As African women risk their health to be large, some western women (and girls) risk their health attempting to be thin. If we don’t rely on the media or the opposite sex to tell us what is beautiful, just how do we know what is beautiful?

I see beauty in the wrinkles of a dried-up apple, or in the layers of color and texture in a field of dead grass. It’s not just an apple or a field to me. Is it my inner artist? Is it wabi-sabi?

Wabi-sabi is a Japanese concept about the beauty of imperfection – think dried up apples. According to Wikipedia, "Wabi-sabi nurtures all that is authentic by acknowledging three simple realities: nothing lasts, nothing is finished, and nothing is perfect."

With that in mind, I ask again, what is beauty? Like most things it’s really determined by our perception, isn’t it?

Before you attempt to lose weight for beauty’s sake, think about what being more beautiful will get you? What is it you really want? In what additional ways can your goal(s) be accomplished?

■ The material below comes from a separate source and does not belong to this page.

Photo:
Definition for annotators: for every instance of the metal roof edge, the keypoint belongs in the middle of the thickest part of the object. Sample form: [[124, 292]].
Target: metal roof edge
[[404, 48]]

I am not dismissing the value of weight loss. I am encouraging you to investigate your thoughts, your true goals. Clients always say they want to lose weight because they want to feel better about themselves (among other things). That feeling can be temporary if you’re only working on your weight – your body, versus all the worthy aspects of you that come from mind and spirit.

While you’re thinking about that, remember: nothing lasts, nothing is finished, and nothing is perfect. As Picasso said, "If there were only one truth, you couldn’t paint a hundred canvases on the same theme."

If you’re thinking about escaping to Mauritania, investigate what’s beautiful about you, just the way you are. Think about all that is authentic. Think wabi-sabi. See yourself as anyone who loves you sees you.

Recognizing your own beauty doesn’t mean you become complacent about your current condition. It means you work from a healthier frame of mind, creating an environment that allows change to occur. Starving or stuffing is not the answer. Perhaps wabi-sabi is.